Hope baby juuced is born strong and healthy!


----------



## Four1Thr33 (Feb 6, 2013)

Ya trt will not make u steril... There's been a lot of posts on people getting people prego on cycle


----------



## beasto (Feb 6, 2013)

Ah shit, def get snipped, and you wont have the panic and such to deal with.


----------



## PillarofBalance (Feb 6, 2013)

Congratulations Juuced... Good luck with the baby!


----------



## Yaya (Feb 6, 2013)

Congrats..gods hand.at work


----------



## gymrat827 (Feb 6, 2013)

GL bro.

.


----------



## corvettels3 (Feb 6, 2013)

Everything will work out brother. Enjoy the moment..


----------



## TheLupinator (Feb 6, 2013)

Just pray for a boy and good luck!


----------



## Braw16 (Feb 6, 2013)

Good luck bro I got snipped I knew better.


----------



## NbleSavage (Feb 6, 2013)

Cheers, Mate! Juiced Jr will be a beast, no doubt!


----------



## pirovoliko (Feb 6, 2013)

Congrats brother.....


----------



## Big Worm (Feb 6, 2013)

Interesting. Congrats. Were you on hcg also?


----------



## Tilltheend (Feb 6, 2013)

Congratulations. Do you think TRT would alter the childs genetic potential? Do you think it would put a damper on his testosterone levels or would it increase them?


----------



## DF (Feb 6, 2013)

You got the super sperm!


----------



## losieloos (Feb 6, 2013)

Hmmm I would get a dna test.


----------



## Illtemper (Feb 7, 2013)

Were you taking hcg?????


----------



## FreeBirdSam (Feb 7, 2013)

Congrats!   Don't let these guys put things in your head.   It can happen while on, just not as easy as while off.    My son was conceived while my wife was on birth control, now she's off and I'm "on" lol.   Hasn't happened since but I'm shut down pretty hard


----------



## 63Vette (Feb 7, 2013)

Make sure she gets good prenatal care and prepare for the excitement of Juuced Jr. making his debut. You will be a wise, kind and loving father brother and this kid will steal your heart.

Congratulations and best of luck!

Respect,
Vette


----------



## ccpro (Feb 7, 2013)

Now that you fucked up....Congradts....you're old enought to know better and hopefully established enough to raise another.  Don't sweat it bro, you'll figure it out....I'm just glad it's a girl you care about.  Don't rain on her parade if she's happy about it.  Just go with it!!!!!


----------



## juuced (Feb 7, 2013)

losieloos said:


> Hmmm I would get a dna test.



lol exactly what I was thinking bro!

Im first going to get a fertility test for myself to see what my sperm situation is.  Then I will most likely insist on a DNA test to make sure its mine.

Althought I like this girl and all, I dont want a forced forever situation with her.   I have all along thought she was the trapping type.

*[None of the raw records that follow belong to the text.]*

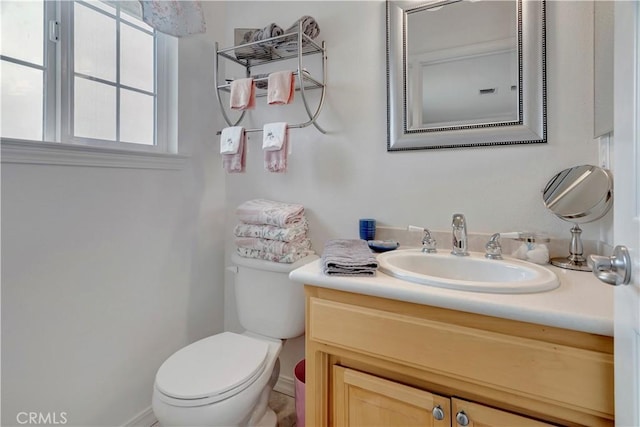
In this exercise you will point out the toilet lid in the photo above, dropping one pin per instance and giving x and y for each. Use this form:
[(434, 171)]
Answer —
[(212, 366)]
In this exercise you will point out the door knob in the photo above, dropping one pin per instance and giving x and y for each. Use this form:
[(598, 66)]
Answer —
[(462, 419), (438, 413), (614, 270)]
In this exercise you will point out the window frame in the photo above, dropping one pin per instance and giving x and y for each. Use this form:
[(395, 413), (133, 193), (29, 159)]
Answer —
[(59, 146)]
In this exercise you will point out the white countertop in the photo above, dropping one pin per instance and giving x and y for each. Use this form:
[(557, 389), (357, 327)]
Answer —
[(580, 303)]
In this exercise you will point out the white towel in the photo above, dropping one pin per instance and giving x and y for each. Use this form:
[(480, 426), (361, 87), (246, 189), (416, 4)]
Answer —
[(270, 212), (243, 94), (348, 257), (235, 163), (273, 136), (230, 139), (282, 86)]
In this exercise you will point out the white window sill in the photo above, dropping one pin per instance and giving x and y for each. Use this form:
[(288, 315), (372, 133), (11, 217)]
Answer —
[(53, 153)]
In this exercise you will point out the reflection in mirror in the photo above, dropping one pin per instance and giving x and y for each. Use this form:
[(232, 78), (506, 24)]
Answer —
[(471, 77), (578, 195), (464, 73)]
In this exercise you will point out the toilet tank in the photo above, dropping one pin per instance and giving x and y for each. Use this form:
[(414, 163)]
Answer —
[(268, 302)]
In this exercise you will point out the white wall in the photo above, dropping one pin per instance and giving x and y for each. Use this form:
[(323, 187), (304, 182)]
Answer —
[(106, 272), (348, 174)]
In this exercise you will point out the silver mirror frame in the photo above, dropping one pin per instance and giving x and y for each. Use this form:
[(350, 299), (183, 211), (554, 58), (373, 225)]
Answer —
[(530, 129)]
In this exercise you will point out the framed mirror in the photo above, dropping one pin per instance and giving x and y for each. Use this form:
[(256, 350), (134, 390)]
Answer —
[(465, 73)]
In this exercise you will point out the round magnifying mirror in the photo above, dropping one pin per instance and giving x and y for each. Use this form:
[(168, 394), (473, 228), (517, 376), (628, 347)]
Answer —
[(579, 195)]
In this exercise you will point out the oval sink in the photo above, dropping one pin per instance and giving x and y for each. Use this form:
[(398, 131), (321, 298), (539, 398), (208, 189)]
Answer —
[(469, 273)]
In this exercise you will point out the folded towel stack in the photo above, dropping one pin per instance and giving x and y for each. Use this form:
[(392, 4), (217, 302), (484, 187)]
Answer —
[(348, 257), (273, 231)]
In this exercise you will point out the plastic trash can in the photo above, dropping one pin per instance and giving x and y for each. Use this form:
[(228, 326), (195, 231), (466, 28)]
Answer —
[(298, 375)]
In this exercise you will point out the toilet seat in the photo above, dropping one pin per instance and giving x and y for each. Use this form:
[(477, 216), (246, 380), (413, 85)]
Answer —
[(211, 370)]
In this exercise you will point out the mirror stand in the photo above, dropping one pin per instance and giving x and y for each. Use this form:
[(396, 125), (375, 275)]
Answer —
[(575, 260)]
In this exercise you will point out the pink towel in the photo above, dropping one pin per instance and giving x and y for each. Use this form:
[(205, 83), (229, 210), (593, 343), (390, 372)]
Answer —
[(243, 94), (276, 160), (282, 86), (234, 163)]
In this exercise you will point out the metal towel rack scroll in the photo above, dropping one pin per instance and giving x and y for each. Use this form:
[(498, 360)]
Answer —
[(304, 46)]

Anyway thanks for all the other support posts guys.   Whatever happens I will do the right thing in the end.


----------



## amore169 (Feb 7, 2013)

I been on TRT for almost 6 years and my Doctor tells me I'm sterile and can't have any more kids anymore but I still pull out when I'm with my wife, it doesn't feel the same but I'm so paranoid in getting her pregnant that I'm not taking a chance. I have 2 beautiful kids and I don't want any more. Congrats on the new baby.


----------



## Times Roman (Feb 7, 2013)

now it's time to consider the welfare and future of the baby.

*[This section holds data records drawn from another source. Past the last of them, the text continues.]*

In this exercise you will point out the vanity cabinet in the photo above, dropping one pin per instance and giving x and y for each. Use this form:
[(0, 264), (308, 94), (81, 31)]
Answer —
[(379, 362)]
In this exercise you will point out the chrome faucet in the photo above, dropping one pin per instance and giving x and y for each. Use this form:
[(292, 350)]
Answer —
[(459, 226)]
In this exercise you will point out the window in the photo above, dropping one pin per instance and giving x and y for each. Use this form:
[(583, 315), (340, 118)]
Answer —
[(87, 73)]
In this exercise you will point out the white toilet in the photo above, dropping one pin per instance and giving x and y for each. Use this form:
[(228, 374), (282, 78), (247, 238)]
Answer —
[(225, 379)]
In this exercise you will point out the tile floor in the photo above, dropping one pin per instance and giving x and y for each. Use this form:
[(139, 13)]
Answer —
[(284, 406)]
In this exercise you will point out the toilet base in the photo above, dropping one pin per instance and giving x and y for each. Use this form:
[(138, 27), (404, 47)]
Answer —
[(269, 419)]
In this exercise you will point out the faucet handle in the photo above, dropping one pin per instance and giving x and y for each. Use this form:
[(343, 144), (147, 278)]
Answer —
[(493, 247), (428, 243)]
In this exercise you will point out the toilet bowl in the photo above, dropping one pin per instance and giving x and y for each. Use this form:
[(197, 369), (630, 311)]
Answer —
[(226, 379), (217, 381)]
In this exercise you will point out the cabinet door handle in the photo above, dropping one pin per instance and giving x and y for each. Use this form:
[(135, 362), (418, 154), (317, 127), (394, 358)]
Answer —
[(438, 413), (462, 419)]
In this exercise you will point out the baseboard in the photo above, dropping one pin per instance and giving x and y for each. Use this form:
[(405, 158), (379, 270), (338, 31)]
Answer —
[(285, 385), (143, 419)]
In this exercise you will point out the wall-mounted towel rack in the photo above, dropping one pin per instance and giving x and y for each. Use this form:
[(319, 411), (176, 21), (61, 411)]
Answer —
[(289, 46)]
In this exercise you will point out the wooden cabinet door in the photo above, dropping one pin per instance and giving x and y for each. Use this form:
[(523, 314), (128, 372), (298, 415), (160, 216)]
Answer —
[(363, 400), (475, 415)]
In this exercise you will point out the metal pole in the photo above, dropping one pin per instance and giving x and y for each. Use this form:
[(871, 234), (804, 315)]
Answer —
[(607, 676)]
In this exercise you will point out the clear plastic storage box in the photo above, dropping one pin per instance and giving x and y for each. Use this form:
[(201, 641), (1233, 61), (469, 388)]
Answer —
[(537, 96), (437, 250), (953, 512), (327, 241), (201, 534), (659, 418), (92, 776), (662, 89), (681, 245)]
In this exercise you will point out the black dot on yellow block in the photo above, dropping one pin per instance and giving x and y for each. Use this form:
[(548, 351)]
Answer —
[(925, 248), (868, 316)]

maybe it's time to upgrade girlfriend V 4.5 to Wife V 2.0 ??


----------



## juuced (Feb 7, 2013)

To answer the HCG question... Yes I was taking HCG

I don't know about the wife 2.0 thing but for sure I will man up and take care of that child !


----------



## Jada (Feb 7, 2013)

congrats!=D>


----------



## Curiosity (Feb 7, 2013)

Well if you're taking HCG, if i'm not mistaken, that will cause your testes to produce sperm at pretty much the same level as you would normally... That's one of the reasons guys use HCG with TRT, because they don't want to go sterile...


----------



## gymrat827 (Feb 7, 2013)

juuced said:


> To answer the HCG question... Yes I was taking HCG
> 
> I don't know about the wife 2.0 thing but for sure I will man up and take care of that child !

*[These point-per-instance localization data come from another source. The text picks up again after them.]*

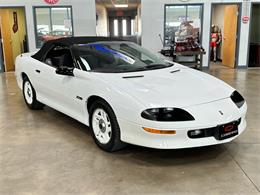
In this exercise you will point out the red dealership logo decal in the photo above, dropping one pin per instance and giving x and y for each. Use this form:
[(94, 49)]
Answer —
[(51, 1)]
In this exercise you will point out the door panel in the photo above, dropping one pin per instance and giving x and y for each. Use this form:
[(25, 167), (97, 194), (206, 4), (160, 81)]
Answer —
[(58, 91), (229, 35)]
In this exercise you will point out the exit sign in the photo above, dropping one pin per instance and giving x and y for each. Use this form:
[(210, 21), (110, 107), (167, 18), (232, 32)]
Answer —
[(52, 2)]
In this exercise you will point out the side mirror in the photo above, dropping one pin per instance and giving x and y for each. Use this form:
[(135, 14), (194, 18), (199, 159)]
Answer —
[(63, 70)]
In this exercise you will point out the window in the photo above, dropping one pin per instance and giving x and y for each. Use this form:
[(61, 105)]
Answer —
[(52, 22), (59, 56), (176, 14), (116, 57)]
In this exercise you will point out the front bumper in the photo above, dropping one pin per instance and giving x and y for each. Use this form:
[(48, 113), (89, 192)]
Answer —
[(134, 133)]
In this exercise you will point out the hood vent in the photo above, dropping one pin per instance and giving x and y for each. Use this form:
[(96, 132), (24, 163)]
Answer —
[(132, 77)]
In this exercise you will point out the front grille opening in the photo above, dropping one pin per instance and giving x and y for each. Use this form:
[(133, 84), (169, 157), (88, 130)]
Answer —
[(209, 132)]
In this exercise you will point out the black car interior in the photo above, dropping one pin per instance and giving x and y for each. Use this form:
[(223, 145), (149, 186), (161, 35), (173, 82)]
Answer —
[(59, 56)]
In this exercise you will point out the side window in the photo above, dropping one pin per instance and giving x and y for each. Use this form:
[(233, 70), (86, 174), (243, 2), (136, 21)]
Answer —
[(59, 56)]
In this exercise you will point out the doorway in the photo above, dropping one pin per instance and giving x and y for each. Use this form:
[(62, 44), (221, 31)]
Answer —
[(254, 46), (224, 34), (13, 35), (121, 19)]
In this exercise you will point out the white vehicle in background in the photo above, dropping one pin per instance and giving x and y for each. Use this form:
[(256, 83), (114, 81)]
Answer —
[(128, 95)]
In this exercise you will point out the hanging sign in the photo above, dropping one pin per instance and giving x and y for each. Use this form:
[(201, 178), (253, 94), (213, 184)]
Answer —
[(52, 2), (245, 19), (15, 25)]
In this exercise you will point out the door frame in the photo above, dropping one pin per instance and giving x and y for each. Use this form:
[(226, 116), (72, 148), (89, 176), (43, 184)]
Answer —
[(250, 33), (238, 30), (26, 30)]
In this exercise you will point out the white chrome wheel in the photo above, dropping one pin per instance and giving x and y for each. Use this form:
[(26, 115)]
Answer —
[(28, 92), (101, 125)]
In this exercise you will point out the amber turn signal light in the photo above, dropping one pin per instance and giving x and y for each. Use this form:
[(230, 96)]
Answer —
[(156, 131)]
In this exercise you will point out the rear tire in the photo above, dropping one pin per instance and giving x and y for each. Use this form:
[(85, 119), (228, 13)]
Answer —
[(104, 127), (29, 95)]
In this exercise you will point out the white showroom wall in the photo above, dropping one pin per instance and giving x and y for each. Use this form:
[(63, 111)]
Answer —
[(153, 25), (84, 16)]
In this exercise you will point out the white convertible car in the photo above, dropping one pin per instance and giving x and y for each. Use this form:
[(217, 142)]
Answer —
[(125, 94)]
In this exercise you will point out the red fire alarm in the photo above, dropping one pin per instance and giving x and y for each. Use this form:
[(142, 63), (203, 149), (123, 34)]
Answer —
[(52, 2), (245, 19)]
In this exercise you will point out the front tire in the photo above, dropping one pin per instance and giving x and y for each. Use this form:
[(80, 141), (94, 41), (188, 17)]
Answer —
[(104, 127), (29, 95)]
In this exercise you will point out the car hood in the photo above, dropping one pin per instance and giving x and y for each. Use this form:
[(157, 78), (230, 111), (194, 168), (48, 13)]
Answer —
[(177, 86)]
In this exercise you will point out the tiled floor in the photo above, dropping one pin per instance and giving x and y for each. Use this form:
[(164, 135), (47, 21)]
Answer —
[(46, 152)]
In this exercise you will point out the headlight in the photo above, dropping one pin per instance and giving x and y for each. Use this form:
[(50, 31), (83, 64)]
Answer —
[(167, 114), (237, 99)]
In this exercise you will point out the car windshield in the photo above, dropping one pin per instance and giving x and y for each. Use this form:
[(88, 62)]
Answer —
[(115, 57)]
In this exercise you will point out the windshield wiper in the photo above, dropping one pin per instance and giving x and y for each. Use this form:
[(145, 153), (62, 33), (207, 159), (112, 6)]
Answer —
[(153, 67)]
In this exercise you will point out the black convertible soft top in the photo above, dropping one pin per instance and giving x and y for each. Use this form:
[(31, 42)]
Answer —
[(69, 41)]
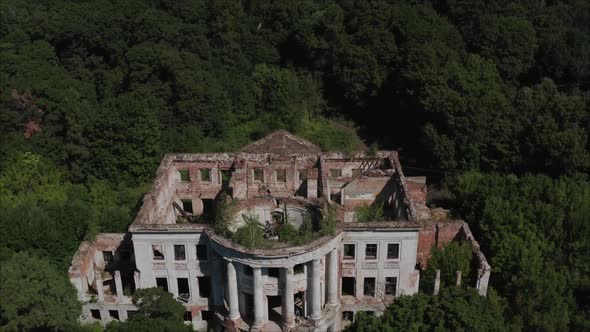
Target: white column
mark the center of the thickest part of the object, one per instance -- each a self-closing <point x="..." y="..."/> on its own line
<point x="119" y="286"/>
<point x="258" y="298"/>
<point x="314" y="289"/>
<point x="232" y="291"/>
<point x="333" y="277"/>
<point x="193" y="285"/>
<point x="99" y="286"/>
<point x="136" y="280"/>
<point x="217" y="287"/>
<point x="288" y="304"/>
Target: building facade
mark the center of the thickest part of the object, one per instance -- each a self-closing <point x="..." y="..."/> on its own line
<point x="317" y="285"/>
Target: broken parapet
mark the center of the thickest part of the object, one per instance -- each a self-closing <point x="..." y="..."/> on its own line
<point x="439" y="233"/>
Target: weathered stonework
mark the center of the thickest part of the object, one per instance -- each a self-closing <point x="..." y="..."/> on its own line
<point x="312" y="287"/>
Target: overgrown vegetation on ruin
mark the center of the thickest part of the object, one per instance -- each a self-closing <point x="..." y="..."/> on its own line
<point x="94" y="92"/>
<point x="369" y="213"/>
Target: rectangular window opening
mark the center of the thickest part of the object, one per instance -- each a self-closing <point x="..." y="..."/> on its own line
<point x="162" y="283"/>
<point x="390" y="285"/>
<point x="349" y="251"/>
<point x="107" y="256"/>
<point x="204" y="286"/>
<point x="348" y="315"/>
<point x="202" y="252"/>
<point x="393" y="251"/>
<point x="205" y="174"/>
<point x="114" y="314"/>
<point x="258" y="174"/>
<point x="95" y="313"/>
<point x="302" y="174"/>
<point x="206" y="315"/>
<point x="281" y="175"/>
<point x="273" y="272"/>
<point x="371" y="251"/>
<point x="299" y="268"/>
<point x="179" y="252"/>
<point x="369" y="287"/>
<point x="157" y="252"/>
<point x="348" y="286"/>
<point x="183" y="289"/>
<point x="187" y="205"/>
<point x="184" y="175"/>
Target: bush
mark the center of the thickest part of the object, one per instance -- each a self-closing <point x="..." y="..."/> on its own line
<point x="250" y="235"/>
<point x="455" y="256"/>
<point x="369" y="213"/>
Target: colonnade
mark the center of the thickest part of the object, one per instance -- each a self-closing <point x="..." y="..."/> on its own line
<point x="287" y="291"/>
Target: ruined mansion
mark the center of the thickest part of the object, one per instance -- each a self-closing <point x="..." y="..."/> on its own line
<point x="315" y="285"/>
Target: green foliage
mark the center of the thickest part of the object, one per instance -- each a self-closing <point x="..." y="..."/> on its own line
<point x="157" y="303"/>
<point x="329" y="221"/>
<point x="156" y="310"/>
<point x="251" y="234"/>
<point x="369" y="213"/>
<point x="36" y="296"/>
<point x="454" y="309"/>
<point x="224" y="213"/>
<point x="454" y="256"/>
<point x="288" y="233"/>
<point x="534" y="231"/>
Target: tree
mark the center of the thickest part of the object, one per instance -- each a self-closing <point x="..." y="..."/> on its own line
<point x="36" y="296"/>
<point x="156" y="310"/>
<point x="158" y="304"/>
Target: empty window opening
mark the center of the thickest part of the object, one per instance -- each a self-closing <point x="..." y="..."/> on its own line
<point x="369" y="287"/>
<point x="281" y="175"/>
<point x="183" y="289"/>
<point x="179" y="252"/>
<point x="258" y="174"/>
<point x="184" y="175"/>
<point x="187" y="205"/>
<point x="205" y="174"/>
<point x="125" y="255"/>
<point x="393" y="251"/>
<point x="390" y="285"/>
<point x="208" y="208"/>
<point x="114" y="314"/>
<point x="162" y="283"/>
<point x="157" y="252"/>
<point x="249" y="299"/>
<point x="95" y="313"/>
<point x="348" y="286"/>
<point x="206" y="315"/>
<point x="336" y="197"/>
<point x="302" y="173"/>
<point x="273" y="272"/>
<point x="204" y="286"/>
<point x="202" y="252"/>
<point x="349" y="251"/>
<point x="277" y="217"/>
<point x="107" y="256"/>
<point x="335" y="172"/>
<point x="225" y="175"/>
<point x="371" y="251"/>
<point x="348" y="315"/>
<point x="299" y="268"/>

if your on hcg why does this come as a shock??


----------



## Cashout (Feb 7, 2013)

Curiosity said:


> Well if you're taking HCG, if i'm not mistaken, that will cause your testes to produce sperm at pretty much the same level as you would normally... That's one of the reasons guys use HCG with TRT, because they don't want to go sterile...



When I was on HRT the difference was very dramatic in regard to my count. For the first several months I went without HCG and my count was close to the sterile level. After 6 weeks of HCG use, my count was almost 50 million. I never could balance the HCG correctly and it always caused me far more problems that I found it was worth so I eventually dropped it again during HRT. 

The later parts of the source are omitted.